A human male in a military uniform covered by a white lab coat, a grey buzz cut, and a clipboard with papers he was sifting through walked by me. He glanced down at me, looking directly into my eyes. I tried to sit up, call to him, ask for help. But he blinked and looked over me as if I didn’t exist. My own species, regarding me as no more than cattle. I felt my heart sink in my chest. My tenuous hold on hope crumbling through my fingers and my only sense of comfort coming from a being who has, as far as I can tell, been with me only to keep me calm when scary things are happening.

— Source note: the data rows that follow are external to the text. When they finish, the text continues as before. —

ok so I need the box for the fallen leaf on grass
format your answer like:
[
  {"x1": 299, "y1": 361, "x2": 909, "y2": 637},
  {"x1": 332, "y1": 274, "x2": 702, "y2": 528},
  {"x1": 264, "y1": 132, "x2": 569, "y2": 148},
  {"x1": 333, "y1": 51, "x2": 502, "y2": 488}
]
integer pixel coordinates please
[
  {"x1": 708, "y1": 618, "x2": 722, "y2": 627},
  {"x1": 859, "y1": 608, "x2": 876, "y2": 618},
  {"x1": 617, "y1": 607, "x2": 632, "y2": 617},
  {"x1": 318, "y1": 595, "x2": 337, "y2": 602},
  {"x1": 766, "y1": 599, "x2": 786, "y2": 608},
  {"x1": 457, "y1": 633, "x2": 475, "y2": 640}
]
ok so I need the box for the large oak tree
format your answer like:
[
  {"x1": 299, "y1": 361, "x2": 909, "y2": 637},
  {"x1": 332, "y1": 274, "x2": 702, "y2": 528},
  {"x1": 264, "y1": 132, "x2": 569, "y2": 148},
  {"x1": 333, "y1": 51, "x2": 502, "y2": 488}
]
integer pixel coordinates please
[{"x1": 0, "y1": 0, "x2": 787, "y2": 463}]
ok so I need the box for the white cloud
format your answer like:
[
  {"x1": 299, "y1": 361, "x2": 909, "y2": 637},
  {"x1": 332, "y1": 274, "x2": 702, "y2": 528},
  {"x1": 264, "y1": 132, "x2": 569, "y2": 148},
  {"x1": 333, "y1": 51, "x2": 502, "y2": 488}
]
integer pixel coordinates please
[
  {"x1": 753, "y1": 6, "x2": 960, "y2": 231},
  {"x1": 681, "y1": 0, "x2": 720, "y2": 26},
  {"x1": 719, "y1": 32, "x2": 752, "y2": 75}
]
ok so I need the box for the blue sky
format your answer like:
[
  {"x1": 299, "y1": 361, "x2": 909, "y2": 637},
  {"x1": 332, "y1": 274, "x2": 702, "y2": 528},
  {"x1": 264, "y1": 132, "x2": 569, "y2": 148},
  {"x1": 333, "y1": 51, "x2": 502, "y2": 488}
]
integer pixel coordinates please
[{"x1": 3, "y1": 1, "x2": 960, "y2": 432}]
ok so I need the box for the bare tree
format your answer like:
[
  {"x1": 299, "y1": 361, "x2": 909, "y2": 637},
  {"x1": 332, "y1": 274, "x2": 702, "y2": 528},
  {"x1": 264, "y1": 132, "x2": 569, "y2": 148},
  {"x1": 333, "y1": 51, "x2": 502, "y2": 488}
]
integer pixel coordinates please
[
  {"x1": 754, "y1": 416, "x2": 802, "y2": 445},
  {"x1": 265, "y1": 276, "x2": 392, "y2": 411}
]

Let me tell you what. This article isn’t easy to write. Recalling this memory to bleed onto my paper/your computer or phone screen is the smallest part of this difficulty. I say that, but in earnest I am buying myself time to approach the rest of the story. I told a good friend today I would rather be abducted every night than let my peers, friends, and potential employers and clients see the truth about me. But truly, I aim to help others who have suffered as I have, and I can only do that by helping pave the way for others to securely come forward. If I don’t stand up and validate my own experiences, how can I help others come to grip with theirs? If I am to be completely honest with myself, the fear of public ridicule will only be temporary. The sting will wear off. People probably won’t stare like I think they will. Most of my acquaintances won’t even know I have written this piece. But—the abductions continue, and the after effects will take dedicated effort to work through.
Back to the story…
Swiveling my head to look at the cots nearest me, I finally understood what procedures were being performed. We were being harvested! Tiny fetuses, smaller than the palm of a hand were being taken from all the women around me. And me! That is why it hurt so bad. Induced labor! But I wasn’t pregnant—was I? Why isn’t there something more sophisticated happening with the harvesting? Why did it have to be a–well cynically called—natural birth? And why did that human not care? I started to scream in an ever desperate crescendo, “What are you doing? These are your own people! What do you need us for? Why are you taking babies? Why did you take my baby?” The buzz cut man turned back around and looked over me. My handler reached forward and placed her hand over my face. I disappeared into darkness.
I woke up back in my bed. Under the covers. Curled up in a fetal position. I stretched out my legs only to feel aches and cramps around my midsection. The memories trickled back, and I threw off the blankets. Three finger print bruises laced each inner thigh. When I looked in the mirror my eyes were swollen, and tiny broken blood vessels dotted my eyelids as they always do when I have cried a serious cry during moments of extreme emotional hurt. It wasn’t a dream.
I would love these experiences to be dreams. Maybe just a super charged imagination. Perhaps one too many episodes of Star Trek, if that is even possible. But no, this is real. It happens to me often. It happens to others. My freak flag already waves, maybe I should sew little alien eyes on I now—because the cat is out of the bag and boy will it be a fight to get it back in.
In parting just know this—if you identify with my story, you are not alone, you have a community open to you and your truths, and if you need help…please, please ask.